The company plans to raise up to $100 million in the IPO, according to its S-1 filing.
Amwell hasn't determined the number of shares to be offered or the price range for the proposed offering.
Upon closing the offering, Amwell's founders will hold Class B common stock worth 51% of voting power. Other investors will hold Class A common stock, with the exception of Google, which will receive Class C common stock. Amwell this weekend entered into a stock purchase agreement with Google under which Google invested $100 million into the company.
As part of the agreement, Amwell will migrate its video performance capabilities onto Google Cloud and the companies say they'll work together to develop new capabilities with Google Cloud's artificial-intelligence tools.
Amwell, which was founded in 2006 as American Well Corp., brought in $148.9 million in revenue last year, up 30.6% from 2018, according to its S-1 filing. Amwell earns most of its revenue from charging customers, including 150 health systems and 55 health plans, recurring subscription fees.
The company reported $122.3 million in revenue for the first half of 2020, up 77% year-over-year in growth partially fueled by the COVID-19 pandemic. Amwell's average monthly visit volumes increased more than 300% between the first and second quarters of 2020.

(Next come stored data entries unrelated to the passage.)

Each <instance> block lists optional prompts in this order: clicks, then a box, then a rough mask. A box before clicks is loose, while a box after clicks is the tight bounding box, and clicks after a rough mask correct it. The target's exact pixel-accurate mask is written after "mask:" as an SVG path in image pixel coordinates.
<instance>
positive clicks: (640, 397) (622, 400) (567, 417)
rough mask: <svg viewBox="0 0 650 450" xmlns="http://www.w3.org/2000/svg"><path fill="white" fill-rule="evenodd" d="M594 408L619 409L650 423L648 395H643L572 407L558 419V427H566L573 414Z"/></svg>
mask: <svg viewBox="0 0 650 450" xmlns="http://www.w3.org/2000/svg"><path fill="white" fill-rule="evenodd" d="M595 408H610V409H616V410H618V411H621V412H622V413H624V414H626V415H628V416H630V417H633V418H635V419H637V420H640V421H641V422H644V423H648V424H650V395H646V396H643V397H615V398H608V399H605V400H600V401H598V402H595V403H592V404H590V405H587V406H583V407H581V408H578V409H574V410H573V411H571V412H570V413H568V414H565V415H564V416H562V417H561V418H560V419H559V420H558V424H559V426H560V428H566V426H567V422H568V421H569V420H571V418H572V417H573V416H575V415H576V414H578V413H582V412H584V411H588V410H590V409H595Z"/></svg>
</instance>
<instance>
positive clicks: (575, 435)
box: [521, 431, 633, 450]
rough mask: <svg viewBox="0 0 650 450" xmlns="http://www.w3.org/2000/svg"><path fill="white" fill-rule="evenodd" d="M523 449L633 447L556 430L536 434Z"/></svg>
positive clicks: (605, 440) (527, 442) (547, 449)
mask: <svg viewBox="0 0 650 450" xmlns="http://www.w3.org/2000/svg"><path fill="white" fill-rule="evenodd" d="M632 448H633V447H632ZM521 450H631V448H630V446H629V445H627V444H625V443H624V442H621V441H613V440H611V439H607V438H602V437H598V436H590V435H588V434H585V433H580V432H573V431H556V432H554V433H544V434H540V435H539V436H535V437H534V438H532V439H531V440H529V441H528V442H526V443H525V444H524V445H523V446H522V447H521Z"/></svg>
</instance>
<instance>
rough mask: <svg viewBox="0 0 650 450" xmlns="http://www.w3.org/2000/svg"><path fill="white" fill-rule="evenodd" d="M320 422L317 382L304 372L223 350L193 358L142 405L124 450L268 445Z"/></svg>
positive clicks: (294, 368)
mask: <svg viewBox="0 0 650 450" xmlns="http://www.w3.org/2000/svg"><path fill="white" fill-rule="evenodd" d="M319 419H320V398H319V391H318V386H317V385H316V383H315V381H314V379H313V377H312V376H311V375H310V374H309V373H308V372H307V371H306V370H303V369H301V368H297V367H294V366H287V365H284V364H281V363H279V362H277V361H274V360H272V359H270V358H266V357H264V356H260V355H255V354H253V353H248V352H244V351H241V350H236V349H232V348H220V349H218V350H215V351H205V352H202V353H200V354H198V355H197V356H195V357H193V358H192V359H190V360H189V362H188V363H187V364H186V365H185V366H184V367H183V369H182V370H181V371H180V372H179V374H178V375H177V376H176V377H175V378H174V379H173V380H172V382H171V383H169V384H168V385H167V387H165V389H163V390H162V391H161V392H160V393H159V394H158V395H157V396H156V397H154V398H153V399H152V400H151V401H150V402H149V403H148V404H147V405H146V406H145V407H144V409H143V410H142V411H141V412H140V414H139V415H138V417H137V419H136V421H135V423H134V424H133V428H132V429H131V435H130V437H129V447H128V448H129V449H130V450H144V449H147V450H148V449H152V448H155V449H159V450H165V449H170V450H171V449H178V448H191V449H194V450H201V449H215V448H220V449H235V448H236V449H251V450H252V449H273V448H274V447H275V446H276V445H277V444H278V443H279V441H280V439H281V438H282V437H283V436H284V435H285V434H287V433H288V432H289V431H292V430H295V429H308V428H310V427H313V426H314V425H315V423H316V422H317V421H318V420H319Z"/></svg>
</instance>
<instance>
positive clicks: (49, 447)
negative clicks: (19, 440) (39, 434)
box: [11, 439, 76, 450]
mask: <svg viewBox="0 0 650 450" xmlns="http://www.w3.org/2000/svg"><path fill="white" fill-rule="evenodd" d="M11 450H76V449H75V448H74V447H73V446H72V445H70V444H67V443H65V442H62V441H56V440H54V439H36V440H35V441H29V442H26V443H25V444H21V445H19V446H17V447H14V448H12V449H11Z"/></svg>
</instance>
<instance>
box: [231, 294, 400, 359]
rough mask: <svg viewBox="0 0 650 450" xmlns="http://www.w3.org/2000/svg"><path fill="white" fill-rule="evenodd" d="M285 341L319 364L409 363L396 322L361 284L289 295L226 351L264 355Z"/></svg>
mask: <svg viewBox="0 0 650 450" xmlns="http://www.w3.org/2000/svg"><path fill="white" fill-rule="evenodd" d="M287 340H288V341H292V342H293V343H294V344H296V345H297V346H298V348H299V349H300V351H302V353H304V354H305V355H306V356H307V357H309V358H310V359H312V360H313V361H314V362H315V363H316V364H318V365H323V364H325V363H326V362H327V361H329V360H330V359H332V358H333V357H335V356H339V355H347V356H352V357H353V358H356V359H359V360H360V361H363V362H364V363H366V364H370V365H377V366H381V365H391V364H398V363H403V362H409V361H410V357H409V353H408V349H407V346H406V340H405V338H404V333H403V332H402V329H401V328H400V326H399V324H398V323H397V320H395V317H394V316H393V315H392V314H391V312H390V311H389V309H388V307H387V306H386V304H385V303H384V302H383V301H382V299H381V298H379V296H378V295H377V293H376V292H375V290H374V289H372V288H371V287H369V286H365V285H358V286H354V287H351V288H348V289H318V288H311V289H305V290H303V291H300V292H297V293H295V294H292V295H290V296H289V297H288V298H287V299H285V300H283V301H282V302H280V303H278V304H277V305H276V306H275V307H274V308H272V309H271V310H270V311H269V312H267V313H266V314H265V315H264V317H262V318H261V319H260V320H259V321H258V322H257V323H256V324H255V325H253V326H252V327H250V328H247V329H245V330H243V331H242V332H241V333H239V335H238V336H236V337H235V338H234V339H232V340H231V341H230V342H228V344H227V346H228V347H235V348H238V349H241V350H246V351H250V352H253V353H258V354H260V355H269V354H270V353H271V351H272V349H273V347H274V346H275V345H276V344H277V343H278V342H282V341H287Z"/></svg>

"The COVID-19 pandemic has had a massive impact on our clients and, as a result, created significant needs and opportunities for Amwell to partner with them to help solve their most critical challenges," the filing reads.
Healthcare groups have expressed concern that a rapid rise in telemedicine experienced during COVID-19 could prove unsustainable if regulatory flexibilities pushed through in response to the pandemic aren't made permanent, and early research has suggested that telemedicine use has declined since hospitals began resuming non-emergency care in April—though it's plateaued at a higher rate than before COVID-19.
Amwell in its filing, however, said it expects to maintain its momentum.
"We do not believe that the visit volume on our platform or visit revenue will materially decrease based on a return to the status quo from a regulatory perspective," Amwell's filing reads. "In fact, we believe that such a return would benefit us as the renewed enforcement of HIPAA regulations may force many marginal telehealth platforms out of the marketplace, thereby lessening our competition."
Amwell reported net loss of $88.4 million in 2019, compared to net loss of $52.3 million in 2018.
Amwell's largest competitor, Teladoc Health, earlier this month announced plans to merge with Livongo, a digital health company that helps users manage chronic conditions. Teladoc posted full-year 2019 revenue of $553.3 million, up 32.4% year-over-year, and a net loss of $97.1 million, compared to a $98.9 million net loss in 2018.
Livongo, which began trading on the Nasdaq in July of last year, had been one of the most recent digital health companies to go public.